The day had gone well, but Ruth dreaded what was yet to come. As she’d suspected, her pie-making had been a disaster. She’d made a cherry pie, and when she’d put it in the oven, it had looked respectable. But the cherry filling had bubbled up, the crust had cracked down the middle and burned on the sides. Anna’s pies were as perfect as the ones for sale behind the glass cases at Spence’s Auction. Mam’s pie was beautiful, Miriam’s perfectly adequate. Hers was a disaster. And now everyone in the neighborhood would see what a terrible hand she was at baking, and she’d be teased for the next six months—maybe for the rest of her life.

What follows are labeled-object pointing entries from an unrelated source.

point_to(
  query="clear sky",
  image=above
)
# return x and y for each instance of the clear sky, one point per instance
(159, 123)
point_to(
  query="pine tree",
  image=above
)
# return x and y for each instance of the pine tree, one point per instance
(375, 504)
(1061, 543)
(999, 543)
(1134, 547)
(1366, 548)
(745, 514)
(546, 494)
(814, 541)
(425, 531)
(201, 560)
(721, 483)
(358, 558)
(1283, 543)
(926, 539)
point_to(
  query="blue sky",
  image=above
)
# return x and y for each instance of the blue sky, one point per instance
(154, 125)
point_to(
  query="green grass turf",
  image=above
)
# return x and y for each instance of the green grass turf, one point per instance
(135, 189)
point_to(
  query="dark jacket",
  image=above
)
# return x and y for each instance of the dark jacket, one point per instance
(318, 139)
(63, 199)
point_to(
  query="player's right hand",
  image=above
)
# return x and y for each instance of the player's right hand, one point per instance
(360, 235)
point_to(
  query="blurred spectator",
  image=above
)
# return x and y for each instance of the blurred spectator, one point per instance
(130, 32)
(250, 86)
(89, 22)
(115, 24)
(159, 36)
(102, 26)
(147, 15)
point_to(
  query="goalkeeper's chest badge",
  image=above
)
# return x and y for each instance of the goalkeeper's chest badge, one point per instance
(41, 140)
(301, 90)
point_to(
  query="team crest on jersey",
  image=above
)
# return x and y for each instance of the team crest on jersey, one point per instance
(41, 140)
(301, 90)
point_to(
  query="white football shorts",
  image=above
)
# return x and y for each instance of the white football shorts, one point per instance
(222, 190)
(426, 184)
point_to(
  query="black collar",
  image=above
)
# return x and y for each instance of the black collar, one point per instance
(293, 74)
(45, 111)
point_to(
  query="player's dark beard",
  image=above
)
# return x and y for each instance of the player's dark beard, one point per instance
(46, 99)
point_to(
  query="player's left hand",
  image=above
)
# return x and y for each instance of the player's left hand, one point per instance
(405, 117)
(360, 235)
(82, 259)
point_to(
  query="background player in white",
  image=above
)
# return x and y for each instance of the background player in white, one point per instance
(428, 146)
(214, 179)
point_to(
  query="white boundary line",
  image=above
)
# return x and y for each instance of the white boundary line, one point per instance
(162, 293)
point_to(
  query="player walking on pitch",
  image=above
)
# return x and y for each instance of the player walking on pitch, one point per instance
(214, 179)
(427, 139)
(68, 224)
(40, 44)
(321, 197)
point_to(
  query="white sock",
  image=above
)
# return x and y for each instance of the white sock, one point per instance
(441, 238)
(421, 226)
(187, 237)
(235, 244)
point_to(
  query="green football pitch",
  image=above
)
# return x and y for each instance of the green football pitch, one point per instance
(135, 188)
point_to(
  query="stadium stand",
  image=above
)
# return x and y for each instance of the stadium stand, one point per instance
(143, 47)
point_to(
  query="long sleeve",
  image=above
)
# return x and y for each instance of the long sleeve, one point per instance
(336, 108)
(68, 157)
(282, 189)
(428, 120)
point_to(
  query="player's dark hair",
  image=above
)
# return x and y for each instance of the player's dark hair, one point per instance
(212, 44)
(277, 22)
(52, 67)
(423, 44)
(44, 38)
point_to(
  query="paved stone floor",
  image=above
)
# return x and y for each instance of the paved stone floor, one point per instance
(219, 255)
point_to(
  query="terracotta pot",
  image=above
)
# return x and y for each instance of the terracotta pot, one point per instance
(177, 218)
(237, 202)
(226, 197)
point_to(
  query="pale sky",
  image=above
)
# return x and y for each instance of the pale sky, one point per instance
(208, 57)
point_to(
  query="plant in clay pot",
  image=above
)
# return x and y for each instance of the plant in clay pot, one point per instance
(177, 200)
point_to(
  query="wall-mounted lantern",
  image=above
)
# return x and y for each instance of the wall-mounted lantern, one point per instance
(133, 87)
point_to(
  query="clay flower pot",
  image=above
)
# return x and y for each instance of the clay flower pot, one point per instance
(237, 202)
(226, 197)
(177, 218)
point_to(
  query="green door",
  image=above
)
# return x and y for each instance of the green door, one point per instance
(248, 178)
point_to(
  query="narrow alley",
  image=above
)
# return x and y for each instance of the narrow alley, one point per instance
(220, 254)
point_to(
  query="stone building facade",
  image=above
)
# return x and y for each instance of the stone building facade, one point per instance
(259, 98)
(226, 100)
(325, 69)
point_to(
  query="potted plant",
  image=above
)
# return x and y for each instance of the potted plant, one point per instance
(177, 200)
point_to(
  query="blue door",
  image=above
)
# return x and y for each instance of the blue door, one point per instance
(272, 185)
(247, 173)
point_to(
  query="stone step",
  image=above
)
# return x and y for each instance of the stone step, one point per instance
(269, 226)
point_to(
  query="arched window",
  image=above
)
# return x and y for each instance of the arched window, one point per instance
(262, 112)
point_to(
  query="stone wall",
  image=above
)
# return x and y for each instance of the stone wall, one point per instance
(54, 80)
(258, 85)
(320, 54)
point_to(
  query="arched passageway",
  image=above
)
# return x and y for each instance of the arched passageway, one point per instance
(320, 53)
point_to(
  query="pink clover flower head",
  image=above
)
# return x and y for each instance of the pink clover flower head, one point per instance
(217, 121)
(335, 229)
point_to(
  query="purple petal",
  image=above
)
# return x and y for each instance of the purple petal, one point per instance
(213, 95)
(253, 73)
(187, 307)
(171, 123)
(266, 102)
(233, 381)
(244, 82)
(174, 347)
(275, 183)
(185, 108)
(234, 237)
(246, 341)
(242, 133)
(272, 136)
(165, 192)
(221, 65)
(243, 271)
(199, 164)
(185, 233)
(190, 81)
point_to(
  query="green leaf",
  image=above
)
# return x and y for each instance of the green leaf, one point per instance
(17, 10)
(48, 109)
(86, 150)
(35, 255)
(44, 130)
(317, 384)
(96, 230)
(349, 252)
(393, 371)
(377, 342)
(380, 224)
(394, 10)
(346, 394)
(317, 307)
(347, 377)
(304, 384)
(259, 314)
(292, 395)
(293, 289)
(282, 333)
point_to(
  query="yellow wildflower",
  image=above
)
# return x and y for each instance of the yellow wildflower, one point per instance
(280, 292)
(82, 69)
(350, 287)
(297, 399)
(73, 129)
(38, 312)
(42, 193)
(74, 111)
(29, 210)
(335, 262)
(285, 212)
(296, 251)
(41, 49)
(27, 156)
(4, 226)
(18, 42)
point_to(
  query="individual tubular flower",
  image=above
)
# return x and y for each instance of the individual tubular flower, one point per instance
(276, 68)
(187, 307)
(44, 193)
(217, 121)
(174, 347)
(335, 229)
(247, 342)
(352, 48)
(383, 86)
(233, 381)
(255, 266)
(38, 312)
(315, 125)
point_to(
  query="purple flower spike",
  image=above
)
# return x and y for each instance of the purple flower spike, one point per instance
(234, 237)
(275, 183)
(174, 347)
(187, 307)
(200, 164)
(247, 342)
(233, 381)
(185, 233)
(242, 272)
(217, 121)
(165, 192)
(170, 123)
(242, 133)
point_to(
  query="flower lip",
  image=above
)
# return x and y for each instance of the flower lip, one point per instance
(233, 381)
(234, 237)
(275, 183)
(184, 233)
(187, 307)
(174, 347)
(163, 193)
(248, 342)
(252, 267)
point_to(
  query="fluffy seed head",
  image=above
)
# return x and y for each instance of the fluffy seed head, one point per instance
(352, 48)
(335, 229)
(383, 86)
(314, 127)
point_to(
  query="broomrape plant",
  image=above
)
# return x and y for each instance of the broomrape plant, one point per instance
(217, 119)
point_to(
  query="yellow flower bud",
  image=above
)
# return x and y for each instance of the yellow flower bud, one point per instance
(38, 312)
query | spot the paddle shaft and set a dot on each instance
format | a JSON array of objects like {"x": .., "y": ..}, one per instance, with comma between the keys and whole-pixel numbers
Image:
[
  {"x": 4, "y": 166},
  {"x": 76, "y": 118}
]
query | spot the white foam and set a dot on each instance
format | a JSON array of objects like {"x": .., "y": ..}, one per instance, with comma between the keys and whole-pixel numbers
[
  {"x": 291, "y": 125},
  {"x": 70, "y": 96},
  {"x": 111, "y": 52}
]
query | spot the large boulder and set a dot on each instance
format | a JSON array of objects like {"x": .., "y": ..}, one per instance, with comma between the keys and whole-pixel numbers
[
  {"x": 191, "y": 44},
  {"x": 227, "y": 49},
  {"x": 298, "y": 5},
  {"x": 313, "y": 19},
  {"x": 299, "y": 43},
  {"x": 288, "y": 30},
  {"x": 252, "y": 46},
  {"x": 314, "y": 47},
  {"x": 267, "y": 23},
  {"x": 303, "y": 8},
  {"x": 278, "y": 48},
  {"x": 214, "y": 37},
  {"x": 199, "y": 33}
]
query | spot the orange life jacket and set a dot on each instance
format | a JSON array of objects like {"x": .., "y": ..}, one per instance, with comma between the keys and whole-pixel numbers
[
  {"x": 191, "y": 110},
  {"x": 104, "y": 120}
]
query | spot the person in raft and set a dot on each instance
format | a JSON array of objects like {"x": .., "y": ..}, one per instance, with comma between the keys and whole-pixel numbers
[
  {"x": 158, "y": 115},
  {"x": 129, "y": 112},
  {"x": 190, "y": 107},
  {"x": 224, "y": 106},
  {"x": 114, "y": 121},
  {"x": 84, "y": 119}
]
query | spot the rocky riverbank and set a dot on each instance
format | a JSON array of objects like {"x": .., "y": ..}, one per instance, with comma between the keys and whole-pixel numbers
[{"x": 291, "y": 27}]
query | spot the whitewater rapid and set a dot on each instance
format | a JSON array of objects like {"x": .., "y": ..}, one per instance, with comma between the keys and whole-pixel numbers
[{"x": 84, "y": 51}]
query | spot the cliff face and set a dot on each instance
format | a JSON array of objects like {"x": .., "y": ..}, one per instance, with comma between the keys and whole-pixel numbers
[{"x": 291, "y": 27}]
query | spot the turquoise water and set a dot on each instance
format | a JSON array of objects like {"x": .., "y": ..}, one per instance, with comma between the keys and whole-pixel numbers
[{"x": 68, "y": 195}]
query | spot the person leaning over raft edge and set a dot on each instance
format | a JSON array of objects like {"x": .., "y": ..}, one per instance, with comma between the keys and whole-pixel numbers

Ruth had been tempted to stay up late and bake a half-dozen pies, hoping that at least one would turn out right, but she’d known better. With luck, no one would bid on her contribution and she could cut it into slices for the children’s table. That way, she could discard the burned spots. Kids wouldn’t care. They ate anything and didn’t know the difference.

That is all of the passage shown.